Minwashin a toujours vu en les radios anicinabek un excellent médium pour diffuser sa culture. De là est né le projet collectif du balado PISHESHIN, qui permet de créer du contenu original et disponible pour toute la nation anicinabe.

Le lancement de la première saison de PISHESHIN a eu lieu le 21 juin 2021 sur les ondes de toutes les radios anicinabek. Depuis le lancement, les balados ont été exclusivement diffusées sur les antennes des 6 radios anicinabek, mais bientôt vous pourrez y accéder via cette page!
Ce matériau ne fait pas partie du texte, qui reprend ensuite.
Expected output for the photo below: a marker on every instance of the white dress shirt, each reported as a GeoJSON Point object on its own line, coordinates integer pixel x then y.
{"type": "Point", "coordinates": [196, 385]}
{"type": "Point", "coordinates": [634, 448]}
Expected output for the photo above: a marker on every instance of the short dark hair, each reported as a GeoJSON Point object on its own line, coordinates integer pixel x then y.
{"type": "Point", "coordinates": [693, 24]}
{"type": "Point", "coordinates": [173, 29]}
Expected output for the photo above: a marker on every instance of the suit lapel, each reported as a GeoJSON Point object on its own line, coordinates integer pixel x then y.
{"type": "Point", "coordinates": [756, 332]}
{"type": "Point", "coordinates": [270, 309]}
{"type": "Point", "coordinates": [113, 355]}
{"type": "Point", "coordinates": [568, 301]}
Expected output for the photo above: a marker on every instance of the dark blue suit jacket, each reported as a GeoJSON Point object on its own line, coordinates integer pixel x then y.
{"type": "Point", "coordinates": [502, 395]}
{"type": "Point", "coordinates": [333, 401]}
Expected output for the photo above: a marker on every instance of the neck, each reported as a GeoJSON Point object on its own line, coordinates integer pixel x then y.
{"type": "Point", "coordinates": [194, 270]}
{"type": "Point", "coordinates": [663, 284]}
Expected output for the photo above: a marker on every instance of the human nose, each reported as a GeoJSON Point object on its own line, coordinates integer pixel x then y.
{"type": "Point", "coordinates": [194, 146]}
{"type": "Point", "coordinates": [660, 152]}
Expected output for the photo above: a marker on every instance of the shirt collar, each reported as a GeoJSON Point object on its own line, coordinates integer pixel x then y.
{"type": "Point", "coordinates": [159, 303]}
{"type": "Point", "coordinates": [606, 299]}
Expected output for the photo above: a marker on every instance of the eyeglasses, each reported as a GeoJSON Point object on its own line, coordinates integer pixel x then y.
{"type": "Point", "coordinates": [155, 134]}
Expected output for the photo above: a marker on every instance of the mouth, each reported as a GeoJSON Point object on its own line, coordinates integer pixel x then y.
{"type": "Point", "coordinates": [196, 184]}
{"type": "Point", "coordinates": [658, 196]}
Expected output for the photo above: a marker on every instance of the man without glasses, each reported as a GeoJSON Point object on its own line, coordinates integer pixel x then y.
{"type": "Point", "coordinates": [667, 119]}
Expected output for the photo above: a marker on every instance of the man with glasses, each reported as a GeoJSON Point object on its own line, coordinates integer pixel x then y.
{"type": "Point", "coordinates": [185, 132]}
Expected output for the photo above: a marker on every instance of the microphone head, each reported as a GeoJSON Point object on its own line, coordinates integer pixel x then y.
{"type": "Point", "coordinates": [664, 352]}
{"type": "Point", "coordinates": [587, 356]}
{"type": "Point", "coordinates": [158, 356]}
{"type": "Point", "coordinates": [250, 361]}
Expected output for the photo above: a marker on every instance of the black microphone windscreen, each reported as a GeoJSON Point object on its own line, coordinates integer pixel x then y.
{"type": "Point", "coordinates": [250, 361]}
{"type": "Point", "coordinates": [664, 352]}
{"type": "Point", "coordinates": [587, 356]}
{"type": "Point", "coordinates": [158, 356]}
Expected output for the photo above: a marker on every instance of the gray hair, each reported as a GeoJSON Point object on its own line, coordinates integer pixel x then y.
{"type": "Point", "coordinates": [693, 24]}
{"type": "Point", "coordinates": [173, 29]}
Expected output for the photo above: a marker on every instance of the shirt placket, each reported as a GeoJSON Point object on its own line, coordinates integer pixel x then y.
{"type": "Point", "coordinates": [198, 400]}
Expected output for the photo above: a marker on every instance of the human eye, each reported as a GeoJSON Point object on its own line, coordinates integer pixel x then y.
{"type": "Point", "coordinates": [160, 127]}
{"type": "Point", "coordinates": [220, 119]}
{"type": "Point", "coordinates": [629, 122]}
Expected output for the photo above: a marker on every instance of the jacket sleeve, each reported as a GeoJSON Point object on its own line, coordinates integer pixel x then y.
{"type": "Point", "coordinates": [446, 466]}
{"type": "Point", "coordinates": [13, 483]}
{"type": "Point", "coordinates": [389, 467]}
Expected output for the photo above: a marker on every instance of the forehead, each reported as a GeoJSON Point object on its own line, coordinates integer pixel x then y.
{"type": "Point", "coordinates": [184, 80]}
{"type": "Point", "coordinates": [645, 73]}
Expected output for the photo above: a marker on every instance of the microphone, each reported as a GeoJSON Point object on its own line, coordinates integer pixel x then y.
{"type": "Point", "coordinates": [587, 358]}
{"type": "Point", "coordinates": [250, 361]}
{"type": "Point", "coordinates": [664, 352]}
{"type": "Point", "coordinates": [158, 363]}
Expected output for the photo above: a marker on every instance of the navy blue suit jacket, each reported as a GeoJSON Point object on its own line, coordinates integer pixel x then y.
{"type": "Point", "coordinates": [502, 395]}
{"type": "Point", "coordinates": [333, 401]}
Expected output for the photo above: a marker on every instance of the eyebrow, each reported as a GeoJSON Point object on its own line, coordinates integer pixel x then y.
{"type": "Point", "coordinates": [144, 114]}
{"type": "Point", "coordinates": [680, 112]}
Quelques infos à propos de PISHESHIN

Le nom

PISHESHIN signifie écho dans le dialecte de Kitcisakik. Minwashin souhaite que la Culture anicinabek résonne d’une communauté à l’autre.

Le logo

Le logo est constitué de cercles concentriques, pour représenter l’écho, la répétition du son qui voyage d’une communauté à l’autre. Il a aussi une forme d’un bouton, mais certains verront également une oreille attentive. Enfin, les couleurs choisies représentent les quatre couleurs de la roue de médecine, ce qui est généralement associé à la culture des Premières Nations.

Une nation, trois langues

Le territoire ancestral (Aki) de la nation anicinabek porte sur deux provinces. Certaines communautés sont plus anglophones et d’autres sont plus francophones. De plus, chaque communauté possède son propre dialecte d’anicinabemowin. Les balados PISHESHIN suivent cette même tendance linguistique.

Les partenaires

À la suite d’une rencontre du regroupement des radios anicinabeks en janvier 2020, un projet de création de balados est né. L’idée de base était de produire, de partager entre les radios et d’offrir aux auditeurs du contenu de qualité sur la culture et de le diffuser à travers la nation. Minwashin a collaboré avec le regroupement des radios anicinabek afin d’avoir une représentativité d’un maximum de communautés.

L’abitibiwinni Samian, a collaboré avec Minwashin pour la signature sonore du projet. Musicien, écrivain, photographe et comédien reconnu, cet anicinabek continue de parcourir son chemin.

Le projet a été rendu possible grâce au soutien financier du ministère de la Culture et des Communications du Québec.